Nell’anno del Giubileo non poteva mancare a Roma una mostra sullo stesso tema. Si intitola “La Misericordia nell’arte” e si apre lunedì 30 Maggio ai Musei capitolini esponendo una trentina di opere realizzate tra il Quattrocento e l’Ottocento. Ci saranno quadri di Piero della Francesca, Martini, Memmi, Caporali, Signorelli. Ma uno dei piatti forti è la riproduzione fotografica a grandezza naturale delle “Sette Opere di Misericordia” realizzata da Caravaggio a Napoli nel 1606.
Per chi ha avuto modo di visitare il dipinto esposto a pochi metri dal Duomo con un ingresso quasi seminascosto in via del Tribunale, una esperienza indimenticabile. Il Cinquecento è finito. Regna la Controriforma. A Roma Caravaggio è famoso. La sua fama è intrisa di benessere e d’invidia. La sua vita passa tra fasti di palazzi e miserie di strada. Vita dipinta, nella verità delle cose tra la gente.

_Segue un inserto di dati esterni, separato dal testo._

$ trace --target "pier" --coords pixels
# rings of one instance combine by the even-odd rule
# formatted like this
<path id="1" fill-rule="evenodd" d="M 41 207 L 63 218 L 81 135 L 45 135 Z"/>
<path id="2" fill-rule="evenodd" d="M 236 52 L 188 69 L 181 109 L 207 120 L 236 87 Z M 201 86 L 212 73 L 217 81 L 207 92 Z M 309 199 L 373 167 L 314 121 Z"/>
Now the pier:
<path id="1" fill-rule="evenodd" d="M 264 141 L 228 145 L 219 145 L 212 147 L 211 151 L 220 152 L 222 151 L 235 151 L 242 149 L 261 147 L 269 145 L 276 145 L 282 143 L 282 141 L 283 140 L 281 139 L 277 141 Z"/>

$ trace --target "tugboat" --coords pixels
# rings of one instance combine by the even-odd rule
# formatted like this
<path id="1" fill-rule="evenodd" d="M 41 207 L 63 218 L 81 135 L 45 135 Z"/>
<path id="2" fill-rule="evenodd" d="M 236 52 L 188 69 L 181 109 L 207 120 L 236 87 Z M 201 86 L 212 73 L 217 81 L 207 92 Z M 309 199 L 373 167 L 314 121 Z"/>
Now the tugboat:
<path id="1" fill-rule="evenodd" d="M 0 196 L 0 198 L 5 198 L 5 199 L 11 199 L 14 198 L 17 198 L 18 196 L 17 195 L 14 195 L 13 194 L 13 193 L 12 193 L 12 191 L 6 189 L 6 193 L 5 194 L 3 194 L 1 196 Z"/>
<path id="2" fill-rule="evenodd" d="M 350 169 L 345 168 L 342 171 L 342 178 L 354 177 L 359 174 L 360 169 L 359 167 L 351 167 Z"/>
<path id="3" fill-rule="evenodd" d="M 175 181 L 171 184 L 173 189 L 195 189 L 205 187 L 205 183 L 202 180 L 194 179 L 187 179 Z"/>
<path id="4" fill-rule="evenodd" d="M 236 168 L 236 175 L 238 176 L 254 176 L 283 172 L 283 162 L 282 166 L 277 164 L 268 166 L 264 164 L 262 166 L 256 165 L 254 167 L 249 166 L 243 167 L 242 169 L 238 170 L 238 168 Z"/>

Vita romana, fino a quando, in una rissa al gioco della pallacorda, un uomo restò ucciso.
Nasce così la fuga del pittore a Napoli, ultima tappa prima della sua morte precoce. Qui la congregazione benefica del Pio Monte della Misericordia costituita da giovani aristocratici gli commissiona la realizzazione di un quadro sulle opere della carità: le sei enunciate da Cristo nel Vangelo secondo Matteo più la sepoltura dei morti che a seguito della recente carestia era diventata per la città un problema cruciale.
Il risultato è geniale: uno scenario di strada fuori dal senso comune della pittura che anticipa di quattro secoli l’avvento della fotografia. La tela di grandi dimensioni (390×260 metri) è divisa orizzontalmente in due ‘quadri’: c’e’ un ‘sotto’ che pulsa di vita di vicoli, rimanda a personaggi biblici, riunisce secondo il criterio della contemporaneità i personaggi. C’è un ‘sopra’ divino fatto di Madonne e angeli che guarda, ispira e interviene.
Sulla destra il “Seppellire i morti” è raffigurato con il trasporto di un cadavere di cui si vedono solo i piedi, da parte di un diacono che regge la fiaccola e un portantino. Il “Visitare i carcerati” e il “Dar da mangiare agli affamati” sono concentrati in un singolo episodio: quello di Cimmone che condannato alla morte per fame in carcere fu nutrito dal seno della figlia Pero, e per questo graziato dai magistrati.
Sulla sinistra “Vestire gli ignudi” con una figura di giovane cavaliere, un San Martino di Tours che fa dono del mantello ad un uomo visto di spalle, allo stesso santo è legata la figura dello storpio in basso, anche questo episodio è un riferimento alla agiografia di Martino, emblema del “Curare gli infermi”. L’uomo che beve da una mascella d’asino è Sansone, messo lì in controluce a rappresentare il “Dar da bere agli assetati”. Nel deserto bevve l’acqua fatta sgorgare miracolosamente dal Signore.
Infine “Ospitare i pellegrini” riassunto da due figure: l’uomo all’estrema sinistra che indica un punto verso l’esterno, ed un altro identificato per l’attributo della conchiglia sul cappello, segno del pellegrinaggio a Santiago de Compostela.
Tutto appare com’era Napoli: la gente, la strada, le ombre, il fracasso. La dialettica dei contrasti, l’inferno e il paradiso. La luce dell’azione in un quadro denso, vario, avventuroso come la città.
Nessuno dei personaggi della parte bassa mostra interesse per la presenza del gruppo celeste in alto. Le creature come verità nude volano abbracciate, osservano lo svolgimento delle opere di compassione, rese possibili e meritorie attraverso la grazia di una Madonna dai tratti di signora del popolo con in braccio il suo bambino. Gli angeli, protagonisti dalle braccia tese, cadono sulla scena come per gioco. L’ombra si riflette sul muro del carcere, un’ala tocca le sbarre della prigione.
Anno giubilare della Misericordia. Chi ha avuto modo di leggere il libro-intervista con Papa Francesco di Andrea Tornielli sul tema ne avrà tratto tra l’altro un’esperienza di grande energia. La Misericordia divina come un flusso vitale capace di ri-generare ogni situazione umana: la stessa energia che emana dal dipinto del Merisi.